Vitis High-Level Synthesis User Guide (UG1399)

Document ID
UG1399
ft:locale
English (United States)
Release Date
2021-12-15
Version
2021.2 English

Before discussing how the coding style can impact the implementation of arrays after synthesis it is worthwhile discussing a situation where arrays can introduce issues even before synthesis is performed, for example, during C/C++ simulation.

If you specify a very large array, it might cause C/C++ simulation to run out of memory and fail, as shown in the following example:

#include "ap_int.h"
  
  int i, acc; 
  // Use an arbitrary precision type
  ap_int<32>  la0[10000000], la1[10000000]; 
  
  for (i=0 ; i < 10000000; i++) { 
      acc = acc + la0[i] + la1[i]; 
  } 

The simulation might fail by running out of memory, because the array is placed on the stack that exists in memory rather than the heap that is managed by the OS and can use local disk space to grow.

This might mean the design runs out of memory when running and certain issues might make this issue more likely:

  • On PCs, the available memory is often less than large Linux boxes and there might be less memory available.
  • Using arbitrary precision types, as shown above, could make this issue worse as they require more memory than standard C/C++ types.
  • Using the more complex fixed-point arbitrary precision types found in C++ might make the issue of designs running out of memory even more likely as types require even more memory.
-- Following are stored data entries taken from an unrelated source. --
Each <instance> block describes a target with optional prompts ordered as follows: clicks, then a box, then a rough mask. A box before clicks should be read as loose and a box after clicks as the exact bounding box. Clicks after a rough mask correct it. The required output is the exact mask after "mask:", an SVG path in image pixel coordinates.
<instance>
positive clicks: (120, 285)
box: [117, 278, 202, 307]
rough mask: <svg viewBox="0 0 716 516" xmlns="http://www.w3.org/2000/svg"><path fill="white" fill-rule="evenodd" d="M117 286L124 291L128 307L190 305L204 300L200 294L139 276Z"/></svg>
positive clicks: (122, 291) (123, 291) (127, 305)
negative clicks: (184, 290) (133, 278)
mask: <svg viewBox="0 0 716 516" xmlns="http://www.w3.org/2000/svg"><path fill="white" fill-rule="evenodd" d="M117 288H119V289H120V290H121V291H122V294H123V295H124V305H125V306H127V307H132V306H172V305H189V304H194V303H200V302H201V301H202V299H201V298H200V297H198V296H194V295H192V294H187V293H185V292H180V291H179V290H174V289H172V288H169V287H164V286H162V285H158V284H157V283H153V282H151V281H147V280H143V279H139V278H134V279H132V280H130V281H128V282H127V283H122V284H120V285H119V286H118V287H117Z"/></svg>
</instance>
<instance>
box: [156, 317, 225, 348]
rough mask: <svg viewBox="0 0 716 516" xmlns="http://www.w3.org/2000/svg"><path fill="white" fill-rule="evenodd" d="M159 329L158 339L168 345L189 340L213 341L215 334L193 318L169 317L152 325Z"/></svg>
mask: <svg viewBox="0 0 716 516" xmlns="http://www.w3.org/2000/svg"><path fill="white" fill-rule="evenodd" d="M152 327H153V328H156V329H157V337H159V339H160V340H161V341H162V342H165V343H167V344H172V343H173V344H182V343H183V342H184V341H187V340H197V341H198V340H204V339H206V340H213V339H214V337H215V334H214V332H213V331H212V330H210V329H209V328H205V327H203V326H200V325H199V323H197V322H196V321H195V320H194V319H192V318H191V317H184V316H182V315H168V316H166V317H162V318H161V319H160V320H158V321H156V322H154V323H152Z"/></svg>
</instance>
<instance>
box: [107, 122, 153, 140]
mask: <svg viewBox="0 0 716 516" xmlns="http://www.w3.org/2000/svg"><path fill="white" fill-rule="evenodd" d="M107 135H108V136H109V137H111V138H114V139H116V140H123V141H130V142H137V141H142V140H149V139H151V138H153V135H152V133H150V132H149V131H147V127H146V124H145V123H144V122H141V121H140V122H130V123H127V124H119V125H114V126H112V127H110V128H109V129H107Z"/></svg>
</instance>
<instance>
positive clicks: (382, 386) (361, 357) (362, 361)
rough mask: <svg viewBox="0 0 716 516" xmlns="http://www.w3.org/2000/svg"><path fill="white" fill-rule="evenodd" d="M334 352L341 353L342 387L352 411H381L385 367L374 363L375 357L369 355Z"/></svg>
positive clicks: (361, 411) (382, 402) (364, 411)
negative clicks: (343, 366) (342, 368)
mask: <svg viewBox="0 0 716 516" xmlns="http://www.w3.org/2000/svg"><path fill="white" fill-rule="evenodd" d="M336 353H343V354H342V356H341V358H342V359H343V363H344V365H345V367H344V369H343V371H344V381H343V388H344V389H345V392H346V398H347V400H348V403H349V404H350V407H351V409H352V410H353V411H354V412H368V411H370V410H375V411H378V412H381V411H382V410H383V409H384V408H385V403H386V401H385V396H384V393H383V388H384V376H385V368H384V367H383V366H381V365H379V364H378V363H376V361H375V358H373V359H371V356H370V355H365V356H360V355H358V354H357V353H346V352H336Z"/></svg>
The standard way to improve memory resources in C/C++ code development is to increase the size of the stack using the linker options such as the following option which explicitly sets the stack size -z stack-size=10485760. This can be applied in Vitis HLS by going to Project Settings > Simulation > Linker flags, or it can also be provided as options to the Tcl commands:

csim_design -ldflags {-z stack-size=10485760} 
cosim_design -ldflags {-z stack-size=10485760} 

In some cases, the machine may not have enough available memory and increasing the stack size does not help.
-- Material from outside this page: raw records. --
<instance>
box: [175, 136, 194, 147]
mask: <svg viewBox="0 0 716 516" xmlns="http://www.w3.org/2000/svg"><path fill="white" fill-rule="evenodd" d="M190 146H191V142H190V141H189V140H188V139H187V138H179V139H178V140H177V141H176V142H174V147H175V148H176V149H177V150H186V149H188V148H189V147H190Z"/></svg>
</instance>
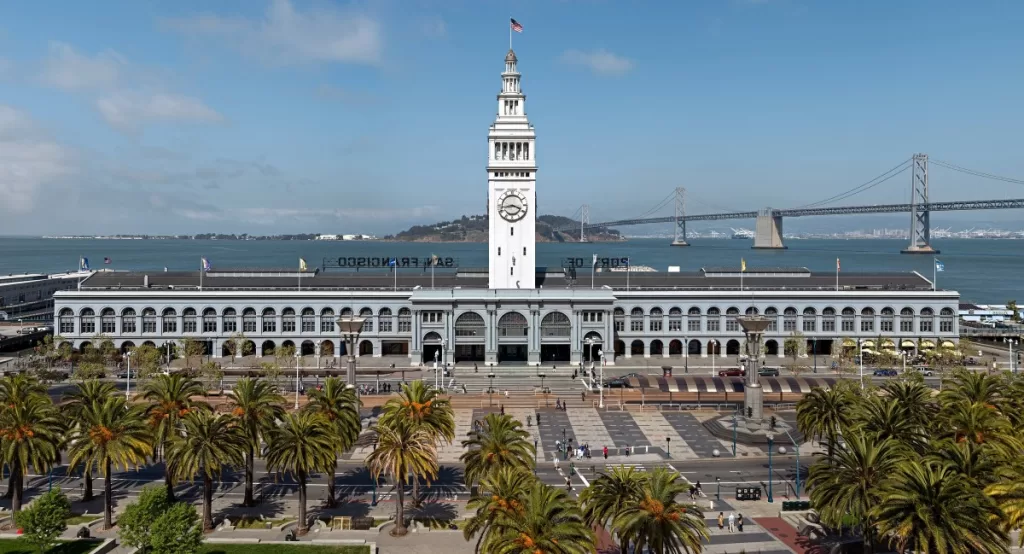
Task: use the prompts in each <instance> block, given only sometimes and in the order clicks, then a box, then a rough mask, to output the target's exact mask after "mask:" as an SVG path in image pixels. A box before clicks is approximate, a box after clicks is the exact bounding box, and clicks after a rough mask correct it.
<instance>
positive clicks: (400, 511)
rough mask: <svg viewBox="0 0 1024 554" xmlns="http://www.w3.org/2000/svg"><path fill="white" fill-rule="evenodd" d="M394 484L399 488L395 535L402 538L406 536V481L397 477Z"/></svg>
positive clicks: (395, 520) (395, 516)
mask: <svg viewBox="0 0 1024 554" xmlns="http://www.w3.org/2000/svg"><path fill="white" fill-rule="evenodd" d="M394 482H395V484H396V485H397V488H398V503H397V505H396V506H395V509H394V530H395V532H394V534H395V535H397V536H399V537H400V536H403V535H406V481H404V480H402V479H401V477H400V476H398V475H395V479H394Z"/></svg>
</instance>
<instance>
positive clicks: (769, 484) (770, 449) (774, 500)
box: [765, 432, 775, 504]
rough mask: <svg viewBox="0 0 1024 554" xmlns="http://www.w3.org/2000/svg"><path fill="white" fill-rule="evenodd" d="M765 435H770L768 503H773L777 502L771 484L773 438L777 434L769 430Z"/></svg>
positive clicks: (769, 438) (768, 450)
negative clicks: (769, 431) (775, 501)
mask: <svg viewBox="0 0 1024 554" xmlns="http://www.w3.org/2000/svg"><path fill="white" fill-rule="evenodd" d="M765 436H767V437H768V504H771V503H773V502H775V499H773V498H772V496H771V488H772V486H771V473H772V467H771V450H772V439H774V438H775V435H774V434H773V433H770V432H769V433H767V434H766V435H765Z"/></svg>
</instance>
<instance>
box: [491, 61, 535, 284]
mask: <svg viewBox="0 0 1024 554" xmlns="http://www.w3.org/2000/svg"><path fill="white" fill-rule="evenodd" d="M517 61H518V60H517V59H516V56H515V52H513V51H512V50H511V49H510V50H509V53H508V54H506V55H505V71H504V72H503V73H502V91H501V92H500V93H498V118H497V119H496V120H495V122H494V123H493V124H490V130H489V132H488V133H487V219H488V221H489V227H490V228H489V231H490V236H489V241H488V248H489V252H488V259H489V267H488V269H489V271H490V273H489V274H490V281H489V286H490V288H492V289H534V288H536V279H535V278H536V272H537V255H536V252H535V251H536V246H537V225H536V220H537V151H536V148H535V142H536V139H537V135H536V134H535V133H534V126H532V125H530V123H529V120H527V119H526V95H525V94H523V93H522V90H521V88H520V87H519V71H518V70H517V69H516V62H517Z"/></svg>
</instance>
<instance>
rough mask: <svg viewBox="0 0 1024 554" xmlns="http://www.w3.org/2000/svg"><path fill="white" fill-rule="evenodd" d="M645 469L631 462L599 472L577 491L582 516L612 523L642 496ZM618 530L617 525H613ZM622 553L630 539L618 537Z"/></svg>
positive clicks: (635, 502) (596, 522)
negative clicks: (641, 472)
mask: <svg viewBox="0 0 1024 554" xmlns="http://www.w3.org/2000/svg"><path fill="white" fill-rule="evenodd" d="M646 479H647V475H646V474H645V473H641V472H639V471H637V470H636V469H635V468H634V467H633V466H612V468H611V472H610V473H601V475H600V476H599V477H598V478H596V479H594V480H593V481H592V482H591V483H590V486H588V487H587V488H584V491H583V493H582V494H581V495H580V504H581V506H583V513H584V517H585V519H586V520H587V523H588V524H589V525H592V526H593V525H599V526H602V527H607V526H609V525H611V524H612V522H614V521H615V520H616V519H617V518H618V517H620V516H621V515H622V514H623V513H624V512H625V511H626V509H627V508H628V507H630V506H633V505H637V504H639V503H640V502H641V501H642V500H643V494H644V481H645V480H646ZM612 530H615V531H616V532H617V530H618V529H616V528H614V527H613V528H612ZM621 543H622V544H621V545H620V548H621V549H622V552H623V554H625V553H626V552H628V547H629V542H628V541H621Z"/></svg>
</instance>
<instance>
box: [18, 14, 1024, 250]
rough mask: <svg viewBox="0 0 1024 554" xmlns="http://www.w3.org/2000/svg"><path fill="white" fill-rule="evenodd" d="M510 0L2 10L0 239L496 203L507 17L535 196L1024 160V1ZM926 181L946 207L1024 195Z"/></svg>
mask: <svg viewBox="0 0 1024 554" xmlns="http://www.w3.org/2000/svg"><path fill="white" fill-rule="evenodd" d="M514 4H516V7H515V8H514V12H513V13H509V5H510V4H509V3H499V2H493V1H484V0H472V1H471V0H402V1H398V0H367V1H364V2H355V3H341V2H326V1H316V2H303V1H299V0H290V1H289V0H266V1H261V0H251V1H221V2H189V1H179V2H173V3H168V2H158V1H124V2H115V1H108V2H101V3H91V2H63V3H56V2H35V3H25V2H17V3H4V4H2V5H0V233H19V235H22V233H34V235H40V233H85V232H152V233H161V232H175V233H177V232H182V233H186V232H203V231H225V232H243V231H248V232H252V233H274V232H295V231H310V232H373V233H386V232H393V231H396V230H399V229H401V228H403V227H406V226H408V225H409V224H412V223H418V222H429V221H435V220H438V219H446V218H453V217H457V216H459V215H462V214H474V213H483V211H484V209H485V206H484V201H485V194H486V191H485V186H486V183H485V175H484V171H483V167H484V164H485V161H486V158H485V157H486V147H485V141H486V129H487V126H488V125H489V123H490V122H492V121H493V120H494V117H495V113H496V108H497V104H496V102H495V95H496V94H497V92H498V90H499V88H500V78H499V74H500V72H501V70H502V67H503V61H502V60H503V58H504V55H505V52H506V50H507V48H508V17H509V16H510V15H512V16H514V17H516V18H517V19H518V20H519V22H520V23H522V24H523V25H524V27H525V32H524V33H523V34H521V35H516V36H515V37H514V46H515V50H516V52H517V54H518V56H519V60H520V63H519V67H520V71H521V72H522V74H523V90H524V91H525V93H526V94H527V96H528V102H527V115H528V116H529V117H530V120H531V121H532V123H534V124H535V126H536V128H537V131H538V153H537V159H538V162H539V164H540V173H539V175H540V178H539V183H538V190H539V201H538V202H539V204H540V207H539V208H540V210H539V211H540V213H556V214H561V215H571V214H572V213H573V212H574V211H575V210H577V209H578V208H579V206H580V205H581V204H583V203H585V202H586V203H589V204H590V205H591V219H592V220H593V221H597V220H601V219H608V218H618V217H626V216H633V215H637V214H640V213H643V212H646V211H647V210H648V209H649V208H651V207H652V205H654V204H656V203H657V202H658V201H660V200H662V199H664V198H665V197H666V196H667V195H669V194H670V193H671V191H672V189H673V188H674V187H676V186H686V187H687V188H688V190H689V199H690V204H689V210H690V212H691V213H699V212H709V211H717V210H718V209H719V208H729V209H744V210H746V209H757V208H760V207H766V206H771V207H777V208H782V207H790V206H797V205H803V204H808V203H810V202H814V201H817V200H820V199H822V198H825V197H828V196H831V195H833V194H837V193H840V191H842V190H845V189H847V188H850V187H852V186H855V185H857V184H860V183H861V182H863V181H866V180H867V179H869V178H871V177H873V176H874V175H878V174H880V173H882V172H884V171H886V170H888V169H889V168H891V167H893V166H895V165H896V164H898V163H899V162H900V161H902V160H905V159H908V158H909V157H910V156H911V155H912V154H913V153H915V152H924V153H928V154H929V155H930V156H931V157H932V158H933V159H939V160H944V161H947V162H951V163H955V164H958V165H962V166H966V167H970V168H974V169H979V170H984V171H987V172H990V173H995V174H999V175H1010V176H1014V177H1024V160H1022V159H1021V157H1020V144H1021V143H1020V129H1021V128H1022V127H1024V108H1022V104H1021V101H1020V98H1021V90H1022V84H1024V79H1022V75H1024V62H1022V60H1024V56H1022V54H1024V33H1021V32H1020V30H1021V29H1022V28H1024V3H1020V2H1010V1H1005V2H998V1H993V2H981V3H963V2H952V1H930V2H924V1H905V2H891V1H871V0H865V1H859V2H825V1H803V0H760V1H755V0H703V1H692V2H689V1H685V2H684V1H673V2H669V1H663V2H653V1H643V0H639V1H634V2H613V1H600V0H592V1H585V0H581V1H572V0H560V1H552V0H544V1H542V0H535V1H523V2H517V3H514ZM931 179H932V197H933V199H934V200H956V199H964V198H981V199H987V198H993V199H994V198H1021V197H1024V187H1022V186H1021V185H1019V184H1009V183H1001V182H995V181H991V180H982V179H977V178H973V177H969V176H966V175H962V174H958V173H954V172H951V171H949V170H946V169H942V168H938V167H935V166H934V165H933V170H932V174H931ZM908 183H909V176H906V174H904V175H902V176H899V177H897V178H895V179H893V180H891V181H889V182H887V183H885V184H884V185H881V186H878V187H874V188H872V189H871V190H869V191H867V193H864V194H863V195H860V196H857V197H853V198H851V199H849V200H848V201H845V202H846V203H850V204H861V203H864V204H871V203H885V202H897V201H900V200H905V199H906V198H907V196H908ZM671 209H672V206H671V205H669V206H667V207H666V208H665V209H663V210H662V211H660V212H658V213H663V214H666V215H669V214H671ZM942 217H945V218H946V219H944V220H941V221H938V222H939V223H942V222H943V221H947V220H948V221H949V222H950V223H951V222H954V221H956V219H955V216H942ZM964 217H966V218H972V219H973V220H979V219H980V220H982V221H984V220H993V221H1017V220H1019V219H1020V214H1019V213H1017V212H1007V213H1001V214H1000V213H995V212H989V213H976V214H971V215H968V216H964ZM904 219H905V217H904V216H900V217H899V218H894V219H891V221H894V222H898V223H899V224H902V223H903V222H904ZM936 219H938V218H936ZM818 221H819V222H826V221H828V220H825V219H819V220H818ZM887 221H889V220H887ZM666 230H668V229H666Z"/></svg>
A solution is to use dynamic memory allocation for simulation but a fixed sized array for synthesis, as shown in the next example. This means that the memory required for this is allocated on the heap, managed by the OS, and which can use local disk space to grow.
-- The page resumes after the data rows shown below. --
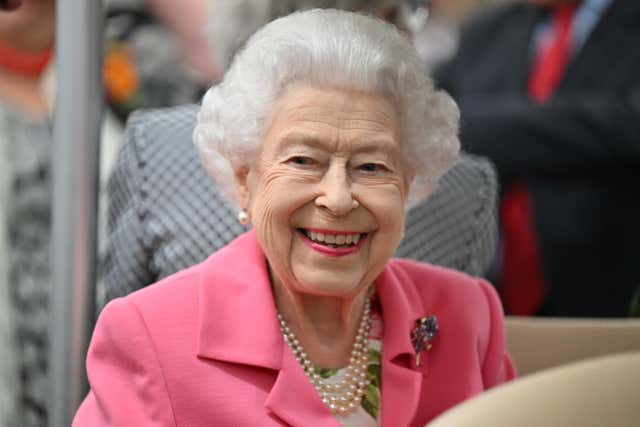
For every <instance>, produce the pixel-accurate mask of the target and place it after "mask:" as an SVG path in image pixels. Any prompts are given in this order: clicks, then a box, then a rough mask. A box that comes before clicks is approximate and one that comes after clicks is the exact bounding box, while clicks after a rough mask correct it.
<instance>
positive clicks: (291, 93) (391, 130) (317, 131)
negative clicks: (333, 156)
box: [264, 86, 399, 151]
mask: <svg viewBox="0 0 640 427" xmlns="http://www.w3.org/2000/svg"><path fill="white" fill-rule="evenodd" d="M397 122H398V119H397V113H396V110H395V108H394V106H393V104H392V103H391V102H390V101H389V100H388V99H387V98H386V97H385V96H383V95H382V94H379V93H371V92H360V91H351V90H344V89H337V88H314V87H309V86H299V87H293V88H290V89H289V90H287V91H286V92H285V94H284V95H283V96H282V98H281V99H280V102H279V103H278V104H277V107H276V111H275V113H274V116H273V119H272V122H271V126H270V128H269V130H268V132H267V135H266V138H265V141H264V144H265V145H267V146H270V148H284V147H285V146H287V145H291V144H307V145H324V146H326V148H328V149H335V150H341V149H346V148H353V147H356V148H357V147H360V146H363V145H365V146H379V147H380V149H384V150H385V151H387V150H391V149H393V148H394V147H395V148H397V149H399V137H398V125H397ZM264 148H269V147H264ZM369 148H372V147H369Z"/></svg>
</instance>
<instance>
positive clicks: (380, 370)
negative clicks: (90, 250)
mask: <svg viewBox="0 0 640 427" xmlns="http://www.w3.org/2000/svg"><path fill="white" fill-rule="evenodd" d="M198 121H199V123H198V126H197V127H196V130H195V135H194V137H195V141H196V144H197V145H198V147H199V148H200V149H201V151H202V154H203V158H204V160H205V163H206V165H207V167H208V169H209V170H210V172H211V173H212V174H213V176H214V178H215V179H216V180H217V182H218V183H219V185H220V187H221V188H223V189H226V194H227V195H228V196H229V197H230V198H233V200H235V202H236V203H237V206H238V208H239V214H238V220H239V221H240V222H241V223H242V224H245V225H249V224H251V225H252V226H253V229H252V231H249V232H247V233H246V234H244V235H242V236H241V237H239V238H238V239H236V240H235V241H233V242H232V243H230V244H229V245H228V246H227V247H225V248H224V249H222V250H220V251H218V252H216V253H215V254H213V255H212V256H211V257H209V258H208V259H207V260H206V261H204V262H203V263H202V264H199V265H197V266H195V267H192V268H189V269H187V270H185V271H182V272H180V273H177V274H175V275H173V276H171V277H169V278H167V279H164V280H162V281H161V282H159V283H157V284H155V285H153V286H150V287H147V288H145V289H143V290H140V291H138V292H136V293H134V294H131V295H129V296H127V297H125V298H122V299H116V300H114V301H112V302H111V303H110V304H108V305H107V307H106V308H105V309H104V310H103V312H102V314H101V316H100V319H99V321H98V324H97V326H96V329H95V332H94V336H93V340H92V343H91V348H90V350H89V354H88V358H87V370H88V374H89V380H90V383H91V392H90V393H89V395H88V396H87V398H86V400H85V401H84V402H83V404H82V406H81V407H80V409H79V411H78V413H77V415H76V418H75V420H74V425H75V426H100V425H115V426H149V425H163V426H164V425H185V426H187V425H188V426H199V425H202V426H204V425H219V426H277V425H294V426H320V425H321V426H338V425H346V426H377V425H383V426H421V425H424V424H425V423H426V422H428V421H429V420H430V419H431V418H433V417H434V416H435V415H437V414H439V413H440V412H442V411H443V410H445V409H447V408H449V407H451V406H452V405H455V404H456V403H458V402H460V401H462V400H464V399H466V398H468V397H470V396H473V395H475V394H477V393H480V392H482V391H483V390H485V389H487V388H489V387H492V386H494V385H496V384H498V383H501V382H503V381H505V380H507V379H510V378H511V377H513V375H514V372H513V369H512V367H511V364H510V362H509V359H508V357H507V356H506V354H505V349H504V332H503V323H502V309H501V306H500V303H499V301H498V298H497V297H496V294H495V293H494V291H493V290H492V288H491V287H490V286H489V285H488V284H487V283H485V282H483V281H481V280H478V279H474V278H471V277H468V276H466V275H464V274H462V273H458V272H455V271H451V270H446V269H443V268H437V267H434V266H430V265H425V264H420V263H417V262H414V261H402V260H390V258H391V256H392V254H393V253H394V251H395V249H396V248H397V246H398V244H399V242H400V240H401V239H402V234H403V225H404V216H405V211H406V209H407V207H408V206H410V205H411V204H412V203H415V202H416V201H418V200H420V198H422V197H425V196H427V195H428V194H429V193H430V192H431V191H432V190H433V189H434V187H435V185H436V182H437V179H438V177H439V176H440V175H441V174H442V173H443V172H444V171H445V170H446V169H447V168H448V167H449V166H450V165H451V164H452V163H453V161H454V160H455V158H456V153H457V150H458V141H457V137H456V132H457V121H458V111H457V109H456V107H455V104H454V103H453V102H452V101H451V99H450V98H449V97H448V96H447V95H445V94H443V93H439V92H436V91H434V89H433V86H432V84H431V82H430V81H429V80H428V79H427V78H426V77H425V76H424V75H423V73H422V66H421V64H420V61H419V60H418V58H417V56H416V53H415V51H414V50H413V49H412V47H411V46H410V44H409V42H408V41H407V40H406V39H405V38H404V37H403V36H402V35H401V34H400V33H399V32H398V30H396V29H395V28H394V27H392V26H391V25H389V24H385V23H383V22H382V21H379V20H377V19H375V18H370V17H366V16H363V15H357V14H352V13H347V12H339V11H335V10H312V11H307V12H300V13H295V14H292V15H289V16H287V17H285V18H281V19H278V20H276V21H273V22H272V23H270V24H268V25H267V26H266V27H264V28H263V29H262V30H260V31H259V32H257V33H256V34H255V35H254V36H253V37H252V38H251V39H250V40H249V42H248V44H247V46H246V47H245V48H244V49H243V50H242V51H241V52H240V53H239V54H238V55H237V57H236V58H235V60H234V63H233V64H232V67H231V69H230V70H229V71H228V73H227V74H226V75H225V77H224V80H223V82H222V84H220V85H219V86H216V87H214V88H212V89H210V90H209V92H208V93H207V95H206V96H205V98H204V101H203V105H202V109H201V112H200V114H199V118H198Z"/></svg>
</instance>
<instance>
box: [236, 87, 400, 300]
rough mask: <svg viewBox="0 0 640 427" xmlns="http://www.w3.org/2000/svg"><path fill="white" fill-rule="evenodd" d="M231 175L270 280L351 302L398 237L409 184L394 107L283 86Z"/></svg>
mask: <svg viewBox="0 0 640 427" xmlns="http://www.w3.org/2000/svg"><path fill="white" fill-rule="evenodd" d="M236 176H237V179H238V199H239V203H240V206H241V207H243V208H245V209H246V210H247V211H248V212H249V214H250V216H251V220H252V223H253V226H254V229H255V231H256V235H257V237H258V240H259V241H260V244H261V246H262V248H263V249H264V251H265V254H266V256H267V259H268V262H269V267H270V269H271V275H272V280H274V282H275V284H282V285H284V286H285V287H286V288H287V289H289V290H290V291H292V292H296V293H302V294H313V295H322V296H330V297H341V298H349V297H355V295H357V294H358V293H359V292H360V291H362V290H363V289H365V288H366V287H368V286H369V285H370V284H371V283H372V282H373V280H374V279H375V278H376V276H377V275H378V274H379V273H380V272H381V271H382V269H383V268H384V265H385V264H386V263H387V261H388V260H389V258H390V257H391V256H392V255H393V253H394V252H395V250H396V248H397V246H398V244H399V243H400V240H401V238H402V234H403V230H404V204H405V200H406V195H407V190H408V187H409V182H410V177H409V176H408V174H407V172H406V170H405V168H404V167H403V162H402V153H401V146H400V136H399V129H398V119H397V117H396V111H395V108H394V107H393V105H392V104H391V103H390V102H389V101H388V100H387V99H386V98H385V97H383V96H381V95H379V94H375V93H362V92H352V91H345V90H340V89H327V88H324V89H319V88H312V87H308V86H295V87H292V88H289V90H288V91H287V92H286V93H285V94H284V95H283V96H282V98H281V99H280V102H279V104H278V107H277V108H276V112H275V114H274V116H273V118H272V121H271V126H270V127H269V129H268V130H267V132H266V135H265V137H264V140H263V144H262V148H261V152H260V154H259V156H258V159H257V160H256V162H255V163H254V164H253V165H252V167H251V168H250V169H249V171H248V172H247V171H243V170H238V171H237V172H236ZM354 200H355V201H356V202H357V203H354Z"/></svg>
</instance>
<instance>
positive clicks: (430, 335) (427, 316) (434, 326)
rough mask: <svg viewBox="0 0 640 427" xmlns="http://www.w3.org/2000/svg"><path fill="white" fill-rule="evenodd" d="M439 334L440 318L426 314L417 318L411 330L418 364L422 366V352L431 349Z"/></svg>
mask: <svg viewBox="0 0 640 427" xmlns="http://www.w3.org/2000/svg"><path fill="white" fill-rule="evenodd" d="M437 335H438V318H437V317H436V316H425V317H421V318H419V319H416V327H415V328H413V330H412V331H411V344H412V345H413V348H414V350H415V351H416V366H420V354H421V353H422V352H423V351H429V350H431V347H432V346H433V341H434V340H435V338H436V336H437Z"/></svg>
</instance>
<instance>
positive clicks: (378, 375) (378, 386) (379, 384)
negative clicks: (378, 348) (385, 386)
mask: <svg viewBox="0 0 640 427" xmlns="http://www.w3.org/2000/svg"><path fill="white" fill-rule="evenodd" d="M380 374H381V369H380V365H369V366H368V367H367V379H368V380H369V382H370V383H371V384H373V385H374V386H375V387H377V388H380V384H381V382H382V381H380Z"/></svg>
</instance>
A change such as this to the code is not ideal, because the code simulated and the code synthesized are now different, but this might sometimes be the only way to move the design process forward. If this is done, be sure that the C/C++ test bench covers all aspects of accessing the array. The RTL simulation performed by cosim_design will verify that the memory accesses are correct.

#include "ap_int.h"
  
  int i, acc; 
#ifdef __SYNTHESIS__
  // Use an arbitrary precision type & array for synthesis
  ap_int<32>  la0[10000000], la1[10000000]; 
#else 
  // Use an arbitrary precision type & dynamic memory for simulation
 ap_int<int32> *la0 = malloc(10000000  * sizeof(ap_int<32>));
 ap_int<int32> *la1 = malloc(10000000  * sizeof(ap_int<32>));
#endif
  for (i=0 ; i < 10000000; i++) { 
      acc = acc + la0[i] + la1[i]; 
  } 
Note: Only use the __SYNTHESIS__ macro in the code to be synthesized. Do not use this macro in the test bench, because it is not obeyed by C/C++ simulation or C/C++ RTL co-simulation.

Arrays are typically implemented as a memory (RAM, ROM or FIFO) after synthesis. Arrays on the top-level function interface are synthesized as RTL ports that access a memory outside. Internal to the design, arrays sized less than 1024 will be synthesized as FIFO. Arrays sized greater than 1024 will be synthesized into block RAM, LUTRAM, and UltraRAM depending on the optimization settings.

Like loops, arrays are an intuitive coding construct and so they are often found in C/C++ programs. Also like loops, Vitis HLS includes optimizations and directives that can be applied to optimize their implementation in RTL without any need to modify the code.

Cases in which arrays can create issues in the RTL include:

  • Array accesses can often create bottlenecks to performance. When implemented as a memory, the number of memory ports limits access to the data.
  • Some care must be taken to ensure arrays that only require read accesses are implemented as ROMs in the RTL.
Vitis HLS supports arrays of pointers. Each pointer can point only to a scalar or an array of scalars.
Note: Arrays must be sized. The sized arrays are supported including function arguments (the size is ignored by the C++ compiler, but it is used by Vitis HLS), for example: Array[10];. However, unsized arrays are not supported, for example: Array[];.